Copyrights are valid for a far longer period because the advance of creativity is relatively quite slow. Bugs Bunny cartoons from 60+ years ago are still entertaining today, for example.
No one has yet mentioned the length of time or expense to obtain one vs. the other either.
As an aside, I have a friend who worked for a rather large tool maker for a number of years. He quit when the company had him in court defending tools that had been first patented in the 1800s and were still being used by idiots who hurt themselves. One of the cases that was the straw that broke the camel’s back involved pole climber spikes. A user (power company employee) got fed up one day after something like 12 years on the job, and decided to step off the pole 12 feet above the ground. He testified that he knowingly unhooked his safety harness and jumped off the pole, Not fell mind you, jumped. When he landed, the pole spikes jammed into the asphalt and broke both legs in several places. He was suing the manufacturer for something like $1.5M because the spikes didn’t have a warning label against stepping off the pole at 12 feet above the ground.

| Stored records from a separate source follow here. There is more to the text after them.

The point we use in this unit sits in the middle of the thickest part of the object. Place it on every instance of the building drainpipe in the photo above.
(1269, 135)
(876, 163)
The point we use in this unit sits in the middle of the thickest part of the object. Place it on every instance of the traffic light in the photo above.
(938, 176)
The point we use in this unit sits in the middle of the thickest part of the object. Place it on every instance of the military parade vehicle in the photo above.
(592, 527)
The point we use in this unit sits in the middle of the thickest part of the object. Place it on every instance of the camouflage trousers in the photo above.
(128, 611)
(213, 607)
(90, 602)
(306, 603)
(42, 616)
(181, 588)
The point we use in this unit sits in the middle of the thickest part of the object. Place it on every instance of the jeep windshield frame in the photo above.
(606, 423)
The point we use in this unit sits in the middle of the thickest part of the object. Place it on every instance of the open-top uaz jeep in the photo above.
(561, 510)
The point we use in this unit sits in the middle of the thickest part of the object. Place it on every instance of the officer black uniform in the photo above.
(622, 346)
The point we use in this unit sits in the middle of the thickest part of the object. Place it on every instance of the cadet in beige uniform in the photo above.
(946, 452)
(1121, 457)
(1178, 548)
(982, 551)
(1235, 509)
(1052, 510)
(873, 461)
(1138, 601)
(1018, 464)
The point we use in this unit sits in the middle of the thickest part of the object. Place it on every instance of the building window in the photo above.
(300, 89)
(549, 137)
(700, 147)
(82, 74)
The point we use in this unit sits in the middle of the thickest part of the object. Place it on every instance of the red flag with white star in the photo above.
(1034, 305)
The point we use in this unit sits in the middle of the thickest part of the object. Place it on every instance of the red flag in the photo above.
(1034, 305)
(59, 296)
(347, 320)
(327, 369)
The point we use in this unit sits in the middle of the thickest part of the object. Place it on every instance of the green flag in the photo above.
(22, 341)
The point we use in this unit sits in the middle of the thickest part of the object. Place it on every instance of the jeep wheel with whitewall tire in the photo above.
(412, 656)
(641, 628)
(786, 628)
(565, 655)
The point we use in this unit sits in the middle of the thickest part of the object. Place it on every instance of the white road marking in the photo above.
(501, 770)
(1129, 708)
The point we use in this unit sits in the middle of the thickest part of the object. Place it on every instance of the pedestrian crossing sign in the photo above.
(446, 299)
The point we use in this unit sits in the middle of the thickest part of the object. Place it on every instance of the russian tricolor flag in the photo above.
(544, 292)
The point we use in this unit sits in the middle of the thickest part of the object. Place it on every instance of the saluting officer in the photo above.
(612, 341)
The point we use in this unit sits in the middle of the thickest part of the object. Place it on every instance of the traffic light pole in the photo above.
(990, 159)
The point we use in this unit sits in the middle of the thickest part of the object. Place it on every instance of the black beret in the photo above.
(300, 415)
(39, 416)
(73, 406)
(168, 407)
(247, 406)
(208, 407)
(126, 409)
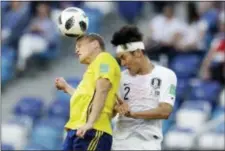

Art. 1, Sec. 8. “The Congress shall have power . . . To promote the progress of science and useful arts, by securing for limited times to authors and inventors the exclusive right to their respective writings and discoveries.”
I don’t work on copyrights, but I can explain the patent system. In order to prevent inventors from keeping their inventions as trade secrets, and to in order to share knowledge and allow others to build on that knowledge, an inventor is allowed exclusive right to sell and practice their invention for a limited time.** But, to get these rights, the inventor must teach others how to practice and make their invention. So it’s a tradeoff. An inventor can reap the benefits (= make $) by keeping their work as secret, with the risk someone would discover it independently, or can tell everyone how to do it but get a guaranteed period of time where they are the only ones allowed to sell and practice the invention.
Of course some inventions can’t be kept secret, such as a better mousetrap. So why would someone spent time and effort to develop a better mousetrap unless they know they can recoup their money by selling the mousetraps before competitors copy them and sell them as well? That is what the patent system is trying to encourage - to promote innovation by making it cost-effective to spend money on research and development.
**The life of a patent is 20 years from the filing date. It used to be 17 years from the issue date.
I don’t think that’s strictly true: early copyrights were often for much shorter terms, and yet were intended for the same public purposes as today. Indeed, it’s probably fair to say that in the last century, the advance of creativity has accelerated—but that period has nevertheless seen the greatest increases in the term of copyright.
I think the main factor driving copyright term extension is private economic benefit, rather than social benefit. There’s basically no downside, from a copyright holder’s perspective, because to them, the value of their work (which they control and earn money from) greatly outweighs the value of others’ cultural property (which they’d be able to eventually use for free).
The idea behind a patent is this: I teach the world how to do something, and for a bit of money, the government grants me a monopoly on my idea for a length of time. It gives me an offensive weapon to pursue those that don’t pay me for my invention. This includes derivatives of my invention (e.g., I invent the bicycle, someone else invents a banana seat for the bicycle. My patent still covers their invention, so they can’t produce bicycles with banana seats without paying me.) It does not give me a right to produce my invention (I’d still have to pay the person that invented the wheel). It is considered very strong protection.
A copyright is a weaker form of protection. It gives me a right to what I write or record and distribute it. It protects the form of expression, not the subject. For instance, I could re-write Harry Potter from Hedwig’s perspective, and in telling the story differently gain rights to this new work and sell it as my own. J.K. Rowling couldn’t do anything about it.